24 Feb Getting Diagnosed with the Disease You Treat
When I was first diagnosed with breast cancer two years ago, it felt like getting diagnosed with something I treat every day was, for the most part, a huge help. I had access to quick reading of my pathology and radiology results by physicians I knew well and trusted, expert advice on my care was just a text or an email away, and I hand-picked an amazing team of caring and talented clinicians who really listened to me and what I wanted. Coupled with the fact that both of my parents and sister are also breast cancer providers (two radiation oncologists and a medical oncologist), I felt incredibly grateful for the amazing care and support I received throughout my treatment. Getting diagnosed with the disease you treat is important.
Settling back into my post-treatment life, though, has been a journey full of surprises and challenges. It’s not easy being surrounded on a daily basis by the same disease I just experienced first-hand. One set of challenges — talking with patients about their own breast cancer diagnoses and treatment — I expected. But the other — figuring out if and how my own breast cancer history plays a role in professional meetings with colleagues — I didn’t.
On the patient side, I’ve found that the biggest challenge is if, when, and how to disclose my breast cancer history to my patients. I think as physicians we all struggle with the balance between wanting to connect with patients (particularly if it’s a situation we have personal experience with) and also making sure that it’s “not about us.” We always want our patients to feel that the focus is on them — their specific issues and concerns. In my practice, especially, I feel I need to be even more sensitive, as many women already feel inundated by all of the unsolicited advice they get from well-meaning family members and friends who’ve experienced breast cancer. I understand that my treatment choices and course may be different than my patients’, so I try to be selective about sharing my own story. I do not want to take anything away from any patient’s own unique breast cancer journey.
It’s definitely still a work in progress, but I’ve found that sharing my story can be helpful for particular populations.
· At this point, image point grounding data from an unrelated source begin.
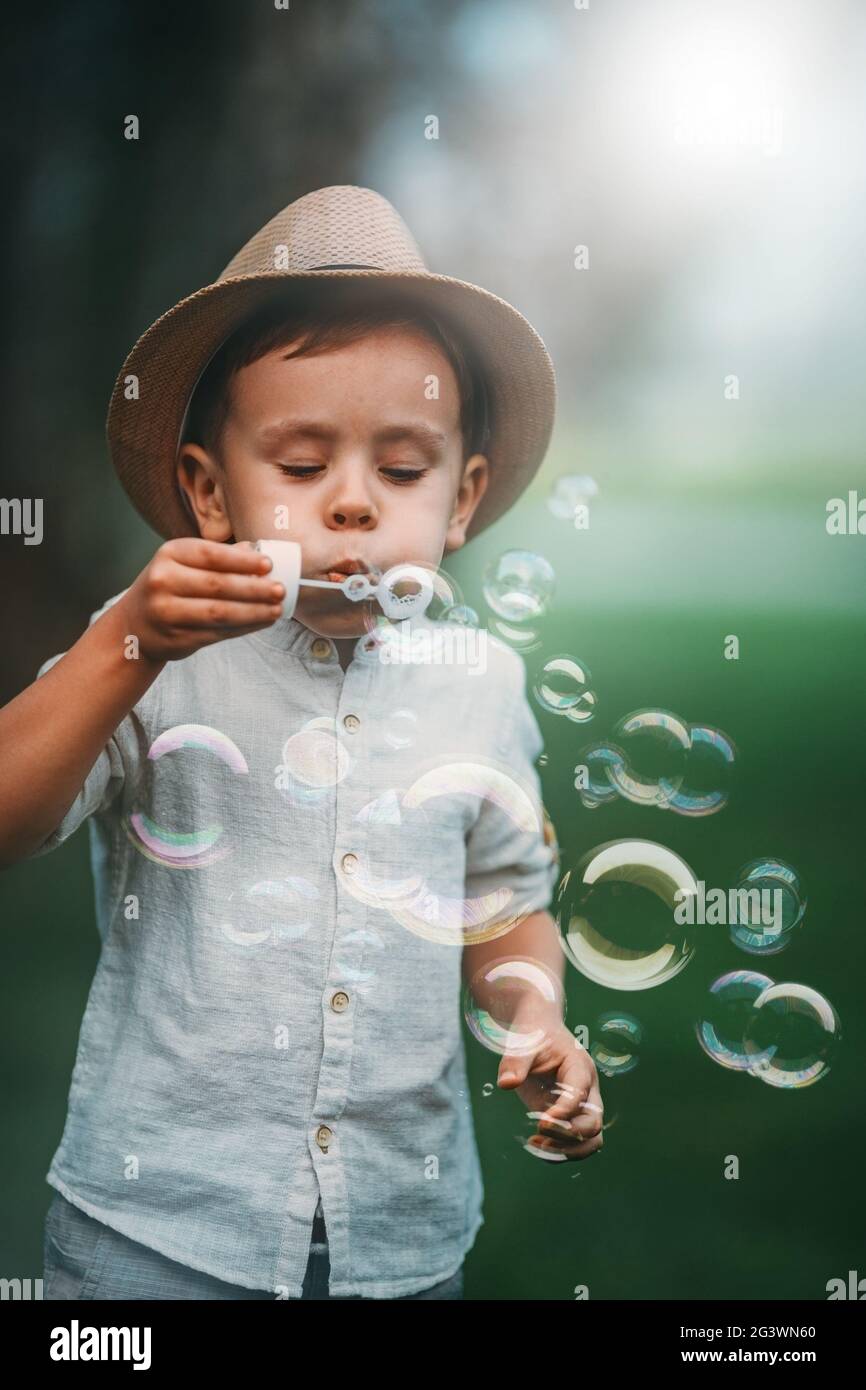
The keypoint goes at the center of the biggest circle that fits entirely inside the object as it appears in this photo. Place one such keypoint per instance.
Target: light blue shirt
(287, 859)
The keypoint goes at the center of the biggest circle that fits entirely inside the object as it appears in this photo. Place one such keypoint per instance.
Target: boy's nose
(350, 502)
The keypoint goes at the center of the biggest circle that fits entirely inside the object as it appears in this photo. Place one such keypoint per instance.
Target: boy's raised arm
(193, 592)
The challenges and decision-making around breast cancer can be very different, for example, when you’re young (I was 37 when I was diagnosed); peer support can be especially important for younger patients.
I’d like to think I now have “insider tips” on how to get through breast cancer care, from the best way to take care of your skin during radiation, to the right stretches to do after healing from surgery, to managing side effects of hormone-blocking therapy. Many of my patients who know about my diagnosis will reach out to ask me questions about my experience as they go through their treatment, and I love the way this connects me to them in a totally different way.
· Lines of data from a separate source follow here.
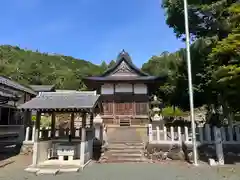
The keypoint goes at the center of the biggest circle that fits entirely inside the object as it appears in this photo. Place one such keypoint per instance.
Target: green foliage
(216, 25)
(30, 67)
(172, 112)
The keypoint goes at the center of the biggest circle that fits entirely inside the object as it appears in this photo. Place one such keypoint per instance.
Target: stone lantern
(98, 121)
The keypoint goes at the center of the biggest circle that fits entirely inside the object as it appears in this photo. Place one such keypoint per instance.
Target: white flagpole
(190, 84)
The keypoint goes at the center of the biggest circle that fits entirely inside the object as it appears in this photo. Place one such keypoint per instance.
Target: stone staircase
(124, 145)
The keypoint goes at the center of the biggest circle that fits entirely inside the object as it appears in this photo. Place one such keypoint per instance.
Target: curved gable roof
(124, 57)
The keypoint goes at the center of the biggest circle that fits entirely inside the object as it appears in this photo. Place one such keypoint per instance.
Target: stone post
(53, 124)
(98, 127)
(36, 139)
(219, 146)
(72, 129)
(83, 139)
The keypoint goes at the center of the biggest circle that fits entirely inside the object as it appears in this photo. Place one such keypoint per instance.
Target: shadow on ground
(206, 151)
(8, 151)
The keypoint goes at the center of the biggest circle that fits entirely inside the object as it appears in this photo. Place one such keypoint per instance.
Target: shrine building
(124, 92)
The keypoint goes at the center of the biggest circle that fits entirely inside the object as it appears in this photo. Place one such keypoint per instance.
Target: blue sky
(93, 30)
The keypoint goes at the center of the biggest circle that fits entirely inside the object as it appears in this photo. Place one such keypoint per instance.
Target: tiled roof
(124, 78)
(7, 95)
(15, 85)
(42, 88)
(124, 56)
(60, 100)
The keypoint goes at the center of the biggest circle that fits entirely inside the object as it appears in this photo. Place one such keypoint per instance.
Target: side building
(125, 92)
(13, 94)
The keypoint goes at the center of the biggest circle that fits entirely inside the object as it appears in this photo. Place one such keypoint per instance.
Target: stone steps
(124, 152)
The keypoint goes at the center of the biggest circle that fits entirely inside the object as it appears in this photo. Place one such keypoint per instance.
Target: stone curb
(5, 163)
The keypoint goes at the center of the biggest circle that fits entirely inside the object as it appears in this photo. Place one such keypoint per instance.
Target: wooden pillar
(36, 139)
(72, 125)
(83, 139)
(53, 124)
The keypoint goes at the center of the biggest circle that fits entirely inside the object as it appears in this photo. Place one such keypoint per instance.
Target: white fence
(204, 135)
(11, 134)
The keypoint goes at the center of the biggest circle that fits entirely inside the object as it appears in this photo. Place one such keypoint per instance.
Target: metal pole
(190, 84)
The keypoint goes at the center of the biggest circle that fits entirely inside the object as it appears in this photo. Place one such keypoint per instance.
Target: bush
(169, 112)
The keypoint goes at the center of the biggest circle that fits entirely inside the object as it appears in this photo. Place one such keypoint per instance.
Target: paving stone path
(130, 171)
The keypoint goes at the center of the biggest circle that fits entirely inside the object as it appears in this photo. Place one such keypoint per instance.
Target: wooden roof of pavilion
(52, 101)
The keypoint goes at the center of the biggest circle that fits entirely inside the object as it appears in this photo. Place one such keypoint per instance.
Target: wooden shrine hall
(124, 92)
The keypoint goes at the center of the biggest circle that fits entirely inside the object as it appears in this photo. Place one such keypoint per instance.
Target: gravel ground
(127, 171)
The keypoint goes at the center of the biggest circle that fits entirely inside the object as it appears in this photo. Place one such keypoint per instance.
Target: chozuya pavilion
(56, 146)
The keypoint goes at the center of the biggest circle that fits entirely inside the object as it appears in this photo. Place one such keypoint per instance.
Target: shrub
(169, 112)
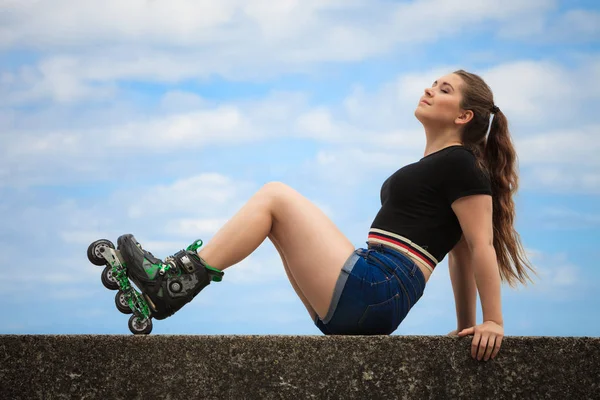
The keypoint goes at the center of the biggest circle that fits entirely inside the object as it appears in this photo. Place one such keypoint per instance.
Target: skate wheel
(108, 280)
(122, 303)
(139, 326)
(95, 251)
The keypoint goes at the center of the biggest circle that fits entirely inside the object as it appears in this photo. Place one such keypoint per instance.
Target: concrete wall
(294, 367)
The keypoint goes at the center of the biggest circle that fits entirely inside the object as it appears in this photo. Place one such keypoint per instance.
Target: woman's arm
(463, 285)
(474, 214)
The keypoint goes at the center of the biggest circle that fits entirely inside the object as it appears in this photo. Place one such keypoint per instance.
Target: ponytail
(496, 155)
(500, 158)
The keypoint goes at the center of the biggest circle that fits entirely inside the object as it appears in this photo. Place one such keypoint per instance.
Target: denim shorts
(376, 288)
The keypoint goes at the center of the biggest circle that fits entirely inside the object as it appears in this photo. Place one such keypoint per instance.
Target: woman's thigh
(313, 246)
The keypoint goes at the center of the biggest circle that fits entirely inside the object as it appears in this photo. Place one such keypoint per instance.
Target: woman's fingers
(489, 348)
(475, 344)
(467, 331)
(497, 346)
(482, 347)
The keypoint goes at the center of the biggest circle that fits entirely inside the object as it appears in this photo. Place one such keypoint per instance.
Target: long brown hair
(496, 155)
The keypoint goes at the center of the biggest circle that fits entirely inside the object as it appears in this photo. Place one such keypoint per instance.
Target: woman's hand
(487, 339)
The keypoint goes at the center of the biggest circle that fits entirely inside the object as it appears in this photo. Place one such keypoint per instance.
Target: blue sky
(162, 118)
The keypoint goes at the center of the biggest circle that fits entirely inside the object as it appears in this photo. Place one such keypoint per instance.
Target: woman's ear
(464, 117)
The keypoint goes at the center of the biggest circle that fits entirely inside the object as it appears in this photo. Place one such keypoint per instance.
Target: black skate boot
(170, 284)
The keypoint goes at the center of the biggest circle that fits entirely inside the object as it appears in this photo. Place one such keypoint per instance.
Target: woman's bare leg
(292, 280)
(312, 246)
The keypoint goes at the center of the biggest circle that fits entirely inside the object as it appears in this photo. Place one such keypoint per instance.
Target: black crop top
(416, 200)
Addressing my breast cancer history with colleagues has been more complicated. Whether at Tumor Board, research meetings, advisory boards, or patient education sessions, there’s not a week that goes by in which I’m not in a situation where colleagues are talking about a clinical issue that directly impacted (or continues to impact) my life and health. When the discussion about recommendations for patient management gets highly focused on numbers and small differences in outcomes data — and therefore seems to lose sight of the potential negative quality-of-life impact for women — the “patient” part of me activates. I start to feel like I should speak out and advocate for survivorship issues on behalf of my fellow breast cancer survivors. These moments can be emotional for me, especially when it comes to patient decision-making. I’ve learned that it’s helpful to transfer these feelings to the “surgeon” part of me, which allows me to use my emotional responses to make productive, patient-focused suggestions in my role as a breast surgeon without bringing up my own history. I wonder sometimes, though, if it might not actually be more effective for my colleagues to hear the patient perspective in these conversations. It is, after all, a unique voice that I can offer beyond my clinical or research perspectives.
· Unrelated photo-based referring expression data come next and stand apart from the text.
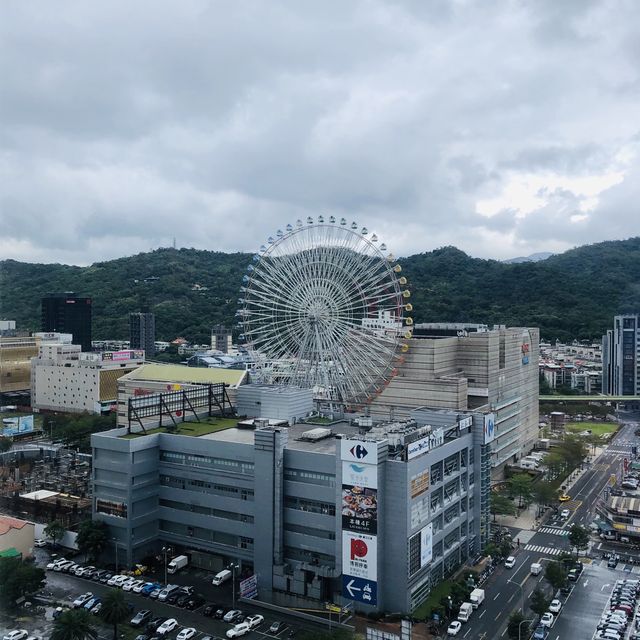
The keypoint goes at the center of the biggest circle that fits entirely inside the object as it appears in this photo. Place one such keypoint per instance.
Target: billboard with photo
(362, 475)
(359, 555)
(489, 427)
(359, 509)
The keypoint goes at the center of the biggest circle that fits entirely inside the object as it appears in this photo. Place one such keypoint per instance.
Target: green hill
(570, 295)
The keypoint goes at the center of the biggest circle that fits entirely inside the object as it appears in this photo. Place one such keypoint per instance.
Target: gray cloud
(125, 124)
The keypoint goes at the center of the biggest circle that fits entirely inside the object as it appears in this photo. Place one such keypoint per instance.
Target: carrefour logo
(358, 452)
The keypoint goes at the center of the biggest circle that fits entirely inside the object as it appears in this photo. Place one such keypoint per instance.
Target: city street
(508, 589)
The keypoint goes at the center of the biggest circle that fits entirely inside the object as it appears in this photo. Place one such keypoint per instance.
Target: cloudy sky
(503, 128)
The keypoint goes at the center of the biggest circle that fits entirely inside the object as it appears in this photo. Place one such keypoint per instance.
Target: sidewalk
(526, 520)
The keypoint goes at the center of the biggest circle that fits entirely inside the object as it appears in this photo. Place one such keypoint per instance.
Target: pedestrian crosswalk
(551, 551)
(553, 531)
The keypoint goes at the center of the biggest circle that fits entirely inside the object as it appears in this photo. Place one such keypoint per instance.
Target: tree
(93, 538)
(54, 531)
(74, 624)
(544, 493)
(501, 505)
(517, 627)
(579, 537)
(539, 603)
(519, 486)
(556, 575)
(114, 610)
(18, 579)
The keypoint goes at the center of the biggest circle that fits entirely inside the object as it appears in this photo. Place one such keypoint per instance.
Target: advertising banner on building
(249, 587)
(359, 451)
(419, 483)
(489, 427)
(359, 509)
(426, 545)
(16, 425)
(362, 475)
(425, 444)
(359, 555)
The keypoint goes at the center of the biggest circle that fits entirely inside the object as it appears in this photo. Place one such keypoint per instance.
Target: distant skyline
(504, 129)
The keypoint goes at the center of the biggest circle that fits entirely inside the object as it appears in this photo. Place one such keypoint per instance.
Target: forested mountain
(570, 295)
As I settle into my dual and simultaneous roles, breast cancer surgeon and breast cancer survivor, I like to hope that I’ll more seamlessly balance these parts of myself, both with my patients and with my colleagues. I suspect that my comfort with intertwining my survivor story with my professional life will grow and evolve over time, much the way I see my patients evolve after their cancer treatment and figure out their own post-cancer journeys. For now, I take it one interaction at a time, trusting my instinct about sharing in each situation, and basking in the moments of truly shared understanding when they happen.